Masjid Asasi, Tonggak Sejarah Islam di Padang Panjang

PADANG PANJANG, KLIKPOSITIF – Masjid Asasi yang terletak di Kelurahan Sigando, Kecamatan Padang Panjang Timur menjadi masjid tertua dan pertama di Nagari Gunuang bahkan Kota Padang Panjang.

Dahulunya masjid ini bernama Surau Gadang yang dibangun menjadi masjid oleh orang “Ampek Koto”, yaitu dari Nagari Gunuang, Paninjauan, Jaho dan Tambangan. Berdiri pada 1685 dan kemudian dihibahkan menjadi Masjid Asasi pada tahun 1702.

Penduduk dari empat nagari ini, dahulunya setiap Jumat berkumpul di Masjid Asasi. Seiring dengan perkembangan zaman, di empat nagari ini kemudian sudah dibangun masjid di masing-masing nagari.

Dengan demikian Nagari Gunuang sudah memiliki empat masjid. Selain Asasi, di antaranya ada Masjid Taqwa Ngalau, Masjid Nurul Huda Ganting, Masjid Nurul Iman Ekor Lubuk. Keempat masjid ini masih di bawah pengawasan Tuanku Ampek Jurai.
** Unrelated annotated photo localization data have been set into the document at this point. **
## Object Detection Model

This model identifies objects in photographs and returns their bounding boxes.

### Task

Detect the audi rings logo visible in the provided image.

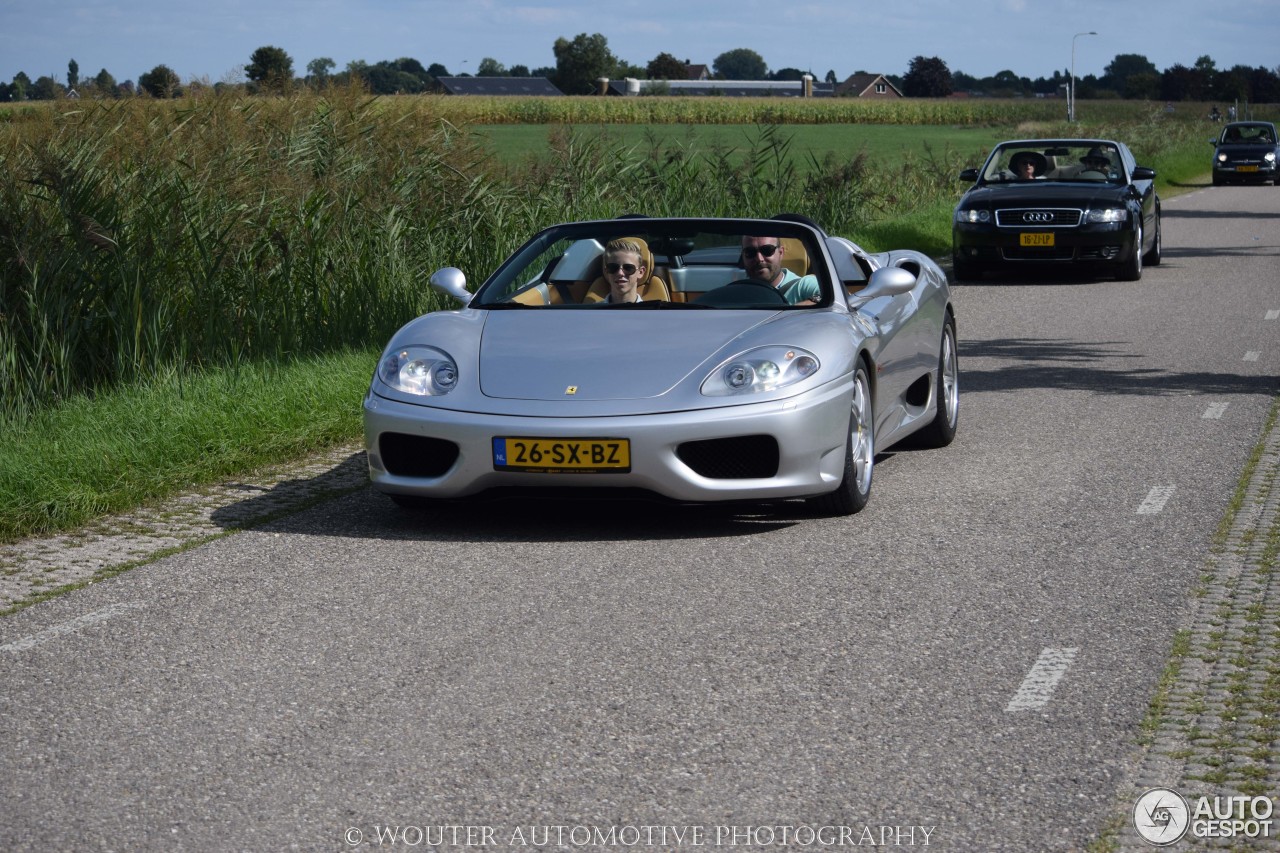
[1134,788,1191,846]
[1022,211,1054,223]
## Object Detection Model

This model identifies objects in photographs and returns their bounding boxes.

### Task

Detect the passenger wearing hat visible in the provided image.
[1009,151,1046,180]
[1079,147,1117,178]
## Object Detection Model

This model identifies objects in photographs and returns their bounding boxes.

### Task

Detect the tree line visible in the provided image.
[4,34,1278,104]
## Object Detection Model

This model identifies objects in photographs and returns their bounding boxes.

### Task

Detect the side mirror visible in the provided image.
[430,267,472,306]
[852,266,916,304]
[959,168,980,182]
[1131,166,1156,181]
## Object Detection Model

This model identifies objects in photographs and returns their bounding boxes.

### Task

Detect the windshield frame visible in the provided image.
[469,218,836,310]
[977,140,1130,186]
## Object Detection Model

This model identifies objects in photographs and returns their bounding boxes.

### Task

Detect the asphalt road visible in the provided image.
[1,183,1278,852]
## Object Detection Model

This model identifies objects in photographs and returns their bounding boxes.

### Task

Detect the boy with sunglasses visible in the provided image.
[741,235,820,305]
[602,238,648,303]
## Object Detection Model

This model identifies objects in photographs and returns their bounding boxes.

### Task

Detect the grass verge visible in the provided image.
[0,348,376,543]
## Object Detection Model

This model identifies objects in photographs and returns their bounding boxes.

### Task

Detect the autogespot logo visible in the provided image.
[1134,788,1191,846]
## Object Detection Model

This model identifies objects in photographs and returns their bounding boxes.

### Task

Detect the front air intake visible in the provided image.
[676,435,780,479]
[379,433,460,478]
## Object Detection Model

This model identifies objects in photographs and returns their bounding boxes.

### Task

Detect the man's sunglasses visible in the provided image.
[605,263,639,275]
[743,244,780,258]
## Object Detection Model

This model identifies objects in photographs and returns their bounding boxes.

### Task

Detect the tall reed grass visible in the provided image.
[0,90,1218,420]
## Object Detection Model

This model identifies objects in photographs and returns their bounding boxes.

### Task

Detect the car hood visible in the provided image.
[478,310,772,401]
[961,183,1132,207]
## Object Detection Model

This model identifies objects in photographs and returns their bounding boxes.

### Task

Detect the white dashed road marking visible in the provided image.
[1,602,142,653]
[1244,351,1261,362]
[1006,647,1079,712]
[1265,309,1279,320]
[1137,485,1176,515]
[1202,402,1230,420]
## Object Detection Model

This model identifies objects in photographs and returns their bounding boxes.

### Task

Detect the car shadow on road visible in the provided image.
[954,267,1131,287]
[959,338,1280,396]
[1161,206,1280,220]
[207,451,890,542]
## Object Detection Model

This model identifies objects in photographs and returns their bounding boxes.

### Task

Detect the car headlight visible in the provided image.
[1218,153,1228,163]
[377,346,459,396]
[1086,207,1126,223]
[701,347,820,397]
[955,209,990,224]
[1266,152,1277,163]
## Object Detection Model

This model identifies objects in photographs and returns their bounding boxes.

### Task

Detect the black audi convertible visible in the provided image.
[952,139,1161,282]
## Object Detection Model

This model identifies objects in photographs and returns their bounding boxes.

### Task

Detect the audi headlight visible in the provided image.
[1086,207,1126,223]
[702,347,820,397]
[955,208,990,224]
[377,347,459,396]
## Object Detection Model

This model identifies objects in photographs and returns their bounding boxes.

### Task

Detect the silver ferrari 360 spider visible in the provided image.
[363,216,958,515]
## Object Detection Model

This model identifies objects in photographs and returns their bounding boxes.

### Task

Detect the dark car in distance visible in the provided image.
[952,139,1161,282]
[1211,121,1279,186]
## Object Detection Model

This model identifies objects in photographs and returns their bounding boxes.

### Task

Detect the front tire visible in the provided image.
[1118,223,1143,281]
[388,493,435,510]
[913,315,959,448]
[952,258,983,282]
[810,361,874,516]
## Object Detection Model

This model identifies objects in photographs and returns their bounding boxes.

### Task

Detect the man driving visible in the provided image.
[741,236,820,305]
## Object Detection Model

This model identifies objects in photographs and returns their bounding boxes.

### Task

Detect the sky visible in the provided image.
[3,0,1278,87]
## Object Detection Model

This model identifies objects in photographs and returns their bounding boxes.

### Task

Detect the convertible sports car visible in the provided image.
[363,216,958,516]
[952,138,1161,281]
[1211,121,1279,186]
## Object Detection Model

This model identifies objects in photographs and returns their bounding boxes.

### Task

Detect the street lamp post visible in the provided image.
[1070,31,1097,122]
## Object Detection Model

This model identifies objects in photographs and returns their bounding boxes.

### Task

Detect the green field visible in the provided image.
[472,123,1013,172]
[0,92,1222,544]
Tuanku Ampek Jurai ini jika di tempat lain bisa disebut dengan majelis ulama dari masjid ini. Yang terdiri dari imam, khatib di setiap masjid di Nagari Gunuang.

“Bangunan Masjid Asasi ini ditopang oleh sembilan buah tiang, dengan satu tiang tonggak macu (tiang sokoguru) dan delapan tiang lainnya mengelilingi tonggak macu. Tiang-tiang ini seluruhnya masih asli sejak dibuat. Kemudian pahatan-pahatan bekas dari surau saat ini masih ada tersisa,” ujar tokoh sepuh Masjid Asasi, Azhar Nur, Sabtu (24/8/2024).

Dilansir dari laman Facebook Kominfo Padang Panjang, Masjid Asasi ini ukirannya terdiri dari tiga aliran yang berbeda, yaitu Hindu, Cina dan Minangkabau. Namun yang terlihat saat ini sudah dirombak.

“Pertama ukiran yang berwarna kemerahan, pada tahun 1925 dirombak dengan ukiran yang dibuat Pakiah Tailan, orang Nagari Paninjauan. Kemudian dipercayai yang masih asli, ukiran yang dua tingkat dari tanah liat, bukan dari cat biasa,” ceritanya.

Semula, Masjid Asasi ini beratapkan ijuk. Sebelum 1900 diganti menjadi seng berundak-undak sebanyak tiga tingkat. Berbentuk limas, permukaan atas dibuat cekung. Cocok untuk daerah beriklim tropis karena dapat lebih cepat mengalirkan air hujan.

“Masjid ini ada sedikit perubahan. Dahulunya memiliki menara yang digunakan untuk azan memberitahu waktu salat. Menggunakan seng plat dibuat seperti cerobong dikarenakan belum ada pengeras suara,” tambah Imam Masjid Asasi, Aswir Rasyidin Datuak Panjang.

Disebutkan, sekitar tahun 1670-an hingga 1700-an salah seorang yang memiliki pengaruh dan kekuasaan di Nagari Gunuang, yaitu Syekh Sultan Ishak atau Tuanku Daulat mulai mengembangkan ajaran Islam.

Tahun 1700-an ini sebagai perkiraan tahun meninggalnya Syekh Sultan Ishak dan makamnya dinamakan Pusaro Gadang.

“Pusaro Gadang ini sampai sekarang masih dikunjungi peziarah dari kalangan umat islam dari berbagai nagari di Minangkabau, terutama di bulan Maulid dan bulan Haji,” katanya.

Pendirian Masjid Asasi ini tidak terlepas dari sumber mata air utama di Sigando. Karena pembangunan sebuah perkampungan menurut tradisi, didahului dengan adanya sebuah sumber air.

Sumber mata air tersebut dinamakan “Bulaan”.
Secara fisik berbentuk kolam dengan ukuran 8 x 10 m dengan keunikan yaitu mata airnya ditutup dengan kayu jati, yang saat ini sudah memfosil.